A fronte di un vertice in cui non sono state prese decisioni univoche e chiare sui temi in corso (manovra anti spread, finanziamento e controllo degli istituti di credito, misure per la crescita) il dato più positivo è di natura psicologica: è cambiato il "clima" fra i principali leader europei, essendosi instaurata per la prima volta, dopo la diarchia Merkel-Sarkozy, una reale dialettica fra i paesi mediterranei (Francia, Italia, Spagna) e la Germania, in cui non sono mancati momenti di tensione come quando Monti ha minacciato il veto alle decisioni sulla crescita se non si fossero presi in considerazione anche i meccanismi anti-spread.

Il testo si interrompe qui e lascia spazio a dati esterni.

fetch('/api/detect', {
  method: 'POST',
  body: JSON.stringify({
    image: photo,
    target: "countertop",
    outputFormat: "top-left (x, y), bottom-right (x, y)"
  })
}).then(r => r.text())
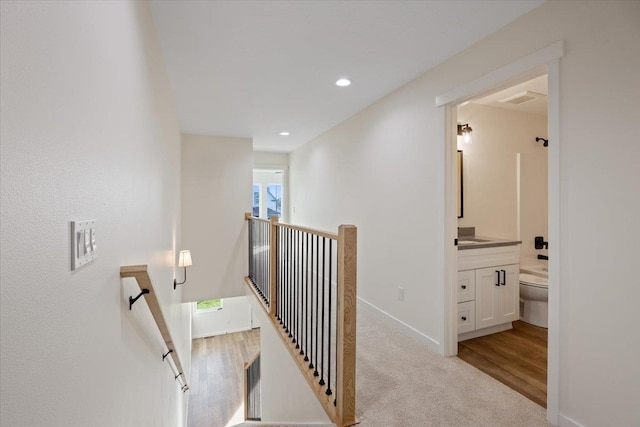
top-left (457, 235), bottom-right (521, 250)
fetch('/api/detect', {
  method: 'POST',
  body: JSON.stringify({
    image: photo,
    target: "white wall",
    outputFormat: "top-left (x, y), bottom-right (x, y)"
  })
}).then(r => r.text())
top-left (181, 134), bottom-right (253, 302)
top-left (245, 290), bottom-right (332, 424)
top-left (0, 2), bottom-right (190, 426)
top-left (457, 103), bottom-right (547, 239)
top-left (456, 103), bottom-right (548, 267)
top-left (290, 2), bottom-right (640, 426)
top-left (518, 151), bottom-right (548, 268)
top-left (254, 151), bottom-right (290, 169)
top-left (192, 296), bottom-right (252, 338)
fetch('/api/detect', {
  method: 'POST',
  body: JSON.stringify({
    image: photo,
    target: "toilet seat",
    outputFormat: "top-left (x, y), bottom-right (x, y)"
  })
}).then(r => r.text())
top-left (519, 273), bottom-right (548, 288)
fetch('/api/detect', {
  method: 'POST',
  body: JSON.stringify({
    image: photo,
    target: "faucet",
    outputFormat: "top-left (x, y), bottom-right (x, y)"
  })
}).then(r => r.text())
top-left (535, 236), bottom-right (548, 250)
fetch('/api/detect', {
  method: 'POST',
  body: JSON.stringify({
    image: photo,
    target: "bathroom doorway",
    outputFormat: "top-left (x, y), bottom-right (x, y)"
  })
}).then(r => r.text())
top-left (437, 42), bottom-right (563, 421)
top-left (453, 75), bottom-right (549, 407)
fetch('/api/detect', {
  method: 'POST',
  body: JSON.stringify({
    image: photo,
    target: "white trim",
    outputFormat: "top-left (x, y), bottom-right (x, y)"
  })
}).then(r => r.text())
top-left (192, 326), bottom-right (252, 340)
top-left (441, 105), bottom-right (458, 357)
top-left (253, 164), bottom-right (289, 171)
top-left (435, 41), bottom-right (564, 107)
top-left (546, 57), bottom-right (561, 426)
top-left (558, 414), bottom-right (584, 427)
top-left (358, 297), bottom-right (440, 353)
top-left (457, 323), bottom-right (512, 341)
top-left (233, 422), bottom-right (335, 427)
top-left (436, 41), bottom-right (564, 426)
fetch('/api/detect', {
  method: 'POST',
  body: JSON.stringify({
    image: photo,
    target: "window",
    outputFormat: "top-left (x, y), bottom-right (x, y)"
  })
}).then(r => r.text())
top-left (266, 184), bottom-right (282, 219)
top-left (252, 185), bottom-right (260, 217)
top-left (195, 299), bottom-right (223, 312)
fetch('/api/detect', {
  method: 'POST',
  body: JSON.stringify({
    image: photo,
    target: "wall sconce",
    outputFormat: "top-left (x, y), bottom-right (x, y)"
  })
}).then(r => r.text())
top-left (458, 123), bottom-right (473, 144)
top-left (173, 250), bottom-right (193, 290)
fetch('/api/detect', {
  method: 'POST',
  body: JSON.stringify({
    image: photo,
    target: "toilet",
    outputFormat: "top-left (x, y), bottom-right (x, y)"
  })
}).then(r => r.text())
top-left (519, 272), bottom-right (548, 328)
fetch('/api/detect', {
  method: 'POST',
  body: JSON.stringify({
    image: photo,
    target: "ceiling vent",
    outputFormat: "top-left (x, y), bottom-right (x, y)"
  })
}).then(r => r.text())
top-left (500, 90), bottom-right (546, 105)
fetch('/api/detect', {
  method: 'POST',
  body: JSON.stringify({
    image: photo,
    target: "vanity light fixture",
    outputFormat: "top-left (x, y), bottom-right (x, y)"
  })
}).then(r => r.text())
top-left (458, 123), bottom-right (473, 144)
top-left (336, 78), bottom-right (351, 87)
top-left (173, 250), bottom-right (193, 290)
top-left (279, 131), bottom-right (290, 136)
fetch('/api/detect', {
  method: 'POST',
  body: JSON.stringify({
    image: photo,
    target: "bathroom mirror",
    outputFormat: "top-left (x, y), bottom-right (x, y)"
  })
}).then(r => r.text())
top-left (457, 150), bottom-right (463, 218)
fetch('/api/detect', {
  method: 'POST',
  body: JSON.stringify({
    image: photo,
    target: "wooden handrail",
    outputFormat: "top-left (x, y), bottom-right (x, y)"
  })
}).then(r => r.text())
top-left (244, 214), bottom-right (358, 427)
top-left (245, 214), bottom-right (339, 240)
top-left (276, 222), bottom-right (339, 241)
top-left (120, 265), bottom-right (189, 391)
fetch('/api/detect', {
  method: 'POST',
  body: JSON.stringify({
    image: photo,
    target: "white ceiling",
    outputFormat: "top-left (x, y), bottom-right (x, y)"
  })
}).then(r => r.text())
top-left (150, 1), bottom-right (544, 152)
top-left (473, 74), bottom-right (548, 116)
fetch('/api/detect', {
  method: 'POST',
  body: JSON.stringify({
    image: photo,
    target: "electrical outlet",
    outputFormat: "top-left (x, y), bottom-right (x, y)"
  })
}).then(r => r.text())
top-left (398, 287), bottom-right (404, 301)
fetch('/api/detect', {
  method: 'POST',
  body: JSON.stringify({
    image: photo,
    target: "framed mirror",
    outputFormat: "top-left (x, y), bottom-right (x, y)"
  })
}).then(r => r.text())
top-left (457, 150), bottom-right (463, 218)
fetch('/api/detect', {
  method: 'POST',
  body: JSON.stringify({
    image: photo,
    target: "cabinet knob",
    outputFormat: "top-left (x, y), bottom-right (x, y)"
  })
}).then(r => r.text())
top-left (461, 285), bottom-right (467, 289)
top-left (461, 316), bottom-right (467, 321)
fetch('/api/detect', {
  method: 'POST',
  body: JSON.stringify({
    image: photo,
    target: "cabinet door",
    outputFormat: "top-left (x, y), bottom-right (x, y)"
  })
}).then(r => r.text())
top-left (475, 267), bottom-right (502, 329)
top-left (499, 264), bottom-right (520, 323)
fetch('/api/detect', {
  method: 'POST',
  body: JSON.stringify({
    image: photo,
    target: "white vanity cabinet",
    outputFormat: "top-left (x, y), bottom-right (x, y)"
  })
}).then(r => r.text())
top-left (457, 244), bottom-right (520, 340)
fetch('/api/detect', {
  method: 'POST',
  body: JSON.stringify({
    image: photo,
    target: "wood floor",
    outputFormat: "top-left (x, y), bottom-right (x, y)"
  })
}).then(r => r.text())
top-left (188, 329), bottom-right (261, 427)
top-left (457, 321), bottom-right (548, 407)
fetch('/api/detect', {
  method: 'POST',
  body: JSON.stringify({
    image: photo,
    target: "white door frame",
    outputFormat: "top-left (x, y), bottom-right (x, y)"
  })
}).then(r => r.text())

Quindi, come ha giustamente osservato Andrea Bonanni in un editoriale su La Repubblica del 30 giugno, vi è stato "il ritorno della politica", che è fatta di confronto, anche duro, fra diverse posizioni in vista di una sintesi di comune interesse: la politica che, negli ultimi mesi aveva seguito timorosamente e passivamente le reazioni dei mercati, "si ripropone come interlocutore delle finanza: ne ascolta attentamente i segnali, ma si riserva il diritto sovrano di accettarli o meno". Inoltre è stata impostata una traccia per andare verso l'unione monetaria e politica, che finora la Francia aveva sempre osteggiato. Cito ancora Bonanni: " I mercati potranno cambiare idea tramutando l'euforia in depressione...... La road map verso l'unione economica e politica subirà ritardi, inciampi e anche batoste, come già avvenne per quella verso l'unione monetaria; Ma, almeno ieri, i capi di governo hanno dato l'idea di sapere dove vogliono andare e di averlo deciso tutti insieme, senza farsi dettare la strada dala sola Germania. E questo è certamente molto di più di quanto i mercati, e le stesse opinioni pubbliche europee, si potessero aspettare".

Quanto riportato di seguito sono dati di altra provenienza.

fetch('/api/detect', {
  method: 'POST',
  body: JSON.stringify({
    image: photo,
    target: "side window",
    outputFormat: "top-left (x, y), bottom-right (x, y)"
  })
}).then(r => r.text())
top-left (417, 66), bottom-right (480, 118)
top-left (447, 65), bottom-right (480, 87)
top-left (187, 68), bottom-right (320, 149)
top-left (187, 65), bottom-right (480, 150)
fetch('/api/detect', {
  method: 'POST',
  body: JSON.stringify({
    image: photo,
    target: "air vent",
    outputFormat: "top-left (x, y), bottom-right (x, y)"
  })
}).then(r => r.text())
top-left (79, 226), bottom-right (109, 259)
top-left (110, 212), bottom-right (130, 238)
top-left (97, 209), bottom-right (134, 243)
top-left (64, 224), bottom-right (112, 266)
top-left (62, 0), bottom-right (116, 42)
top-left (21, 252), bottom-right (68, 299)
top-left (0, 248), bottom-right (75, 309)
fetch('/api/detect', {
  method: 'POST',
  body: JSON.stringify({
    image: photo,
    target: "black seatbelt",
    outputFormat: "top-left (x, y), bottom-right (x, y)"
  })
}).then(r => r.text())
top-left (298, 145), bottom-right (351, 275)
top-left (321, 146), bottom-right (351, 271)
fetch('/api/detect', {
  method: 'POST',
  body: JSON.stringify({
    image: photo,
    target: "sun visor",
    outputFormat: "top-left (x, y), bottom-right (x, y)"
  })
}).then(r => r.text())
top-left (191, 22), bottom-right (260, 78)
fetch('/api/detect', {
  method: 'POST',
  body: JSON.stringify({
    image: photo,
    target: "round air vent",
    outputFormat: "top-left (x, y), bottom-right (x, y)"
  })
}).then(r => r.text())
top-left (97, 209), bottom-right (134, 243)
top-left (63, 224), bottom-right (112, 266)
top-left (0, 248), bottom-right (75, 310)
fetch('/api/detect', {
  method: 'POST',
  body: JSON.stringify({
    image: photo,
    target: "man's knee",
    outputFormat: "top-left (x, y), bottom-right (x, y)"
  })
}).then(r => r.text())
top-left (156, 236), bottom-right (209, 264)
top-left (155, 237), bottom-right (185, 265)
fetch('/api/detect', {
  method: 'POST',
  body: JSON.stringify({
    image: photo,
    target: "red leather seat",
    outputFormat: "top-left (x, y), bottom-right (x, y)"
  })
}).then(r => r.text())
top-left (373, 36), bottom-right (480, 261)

Un'interessante e concordante riflessione su questo punto è venuta da Francesco Giavazzi, nell'editoriale del Corriere della Sera del 3 luglio, che ha affermato " I risultati del vertice europeo della scorsa settimana potrebbero segnare un punto di svolta nella lunga crisi dell'eurozona. E tuttavia essi rendono ancor più urgente accelerare le riforme. Perchè fra gli annunci di Bruxelles e le azioni concrete che ora dovranno seguire trascorrerà molto tempo e i mercati si interrogano se alla fine tutto andrà come il comunicato di venerdì scorso ha lasciato intendere. In questa incertezza è solo la determinazione di ciasun Paese a fare i propri "compiti a casa" che può tranquillizzare gli investitori".
Su questa linea si sta muovendo con forza il Governo Monti che ha realizzato in tempi brevi la "spending review" ed avviato un serio programma di tagli alla spesa pubblica per presentarsi alle prossime scadenze europee con i "compiti a casa" ben eseguiti.
Di strada ne resta da fare molta, ma non si può negare che il cammino avviato sia virtuoso. Le nostre forze politiche hanno preso atto dei buoni risultati ottenuti da Monti in Europa e gli hanno assicurato, sia pure fra vari tormenti, un supporto adeguato. E' importante che tale responsabile orientamento venga mantenuto fino alla naturale scadenza dell'attuale legislatura, dato che i prossimi mesi saranno quelli in cui il negoziato fra i partner europei entrerà nel vivo e il Governo Monti dovrà essere ben saldo per portare a casa ulteriori risultati atti a facilitare la gestione del nostro abnorme debito pubblico.